15 May 2020 (Friday) - A Smaragd Race


I woke feeling like death warmed up with the mother of all hangovers. Odd really as all I’d had to drink yesterday evening was a couple of glasses of Doctor Pepper.
Completely failing to find where the jar of honey had gone, I spread peanut butter on my toast and had a look at the Internet. It was much the same as how I’d left it last night. I rolled my eyes at a Facebook friend’s video of last night’s Thursday clapping which was showing just how much fun and excitement the clappers were having. With video footage clearly showing one entire family in another family’s house, social distancing was clearly out the window. Do these people *really* support the key workers when having their little session, or is it (as my nephew so succinctly said) “… starting to turn into a mini carnival”. I wonder just how many of the revellers (they weren’t just clapping – the video really did show a full-on street party) will write a letter to the Prime Minister protesting against the public sector pay freezes that are coming?
I mentioned my plans for a geo-archive on the new-look Kent Geocaching Facebook pages in the hopes of getting some more contributions, got dressed, and took the hounds round the park.
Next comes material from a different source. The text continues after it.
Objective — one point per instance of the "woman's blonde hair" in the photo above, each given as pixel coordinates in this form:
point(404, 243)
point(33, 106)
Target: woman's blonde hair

We had a rather good walk in which (amazingly) Pogo was held up as a shining example. As we came through Bowens Field there were two small children impotently shouting at their dog who was going berserk in a hedge. Pogo went up to see what was happening so I called him away. He stopped, turned and came back to me. The smallest child then shouted at the eldest “Why can’t we have a dog like that?

We came home; had a cuppa and a croissant, then I cracked on in the garden getting four and a half fence panels painted. Somehow Fudge got covered in white paint; a clever trick as I was putting brown stuff on the fence.
With fence painted I drove "er indoors TM" round to the garage to collet her car. When I came home there was an odd family outside the house. One was sitting in a car, the rest were socially distanced around, and all were having a picnic on the pavement.
What was that all about?

I could have done some landscaping in the garden, but until I get a date for the fence replacement (*if* it isn’t too expensive) I can’t really do that much more. And I ached from the painting. So I went up into the attic and sorted Lego. Not so much “played with” as sorted. Over the last year or so I’ve had quite a few deliveries and not thrown out the envelopes and stuff, so I had a little chucking-out before working on a little park area in which several people dressed as Santa were having a fun-run. One of the Santas was being sick, and there was an axe-murderer in the crowd.
As I Lego-ed I listed to the latest album from Sparks which I’d downloaded. I won’t say it was crap, but I will say that I’ve not been so disappointed since I listened to their last album. Having said that, as I write it is in sixth position in Amazon’s top selling albums so (again) I would seem to be in the minority.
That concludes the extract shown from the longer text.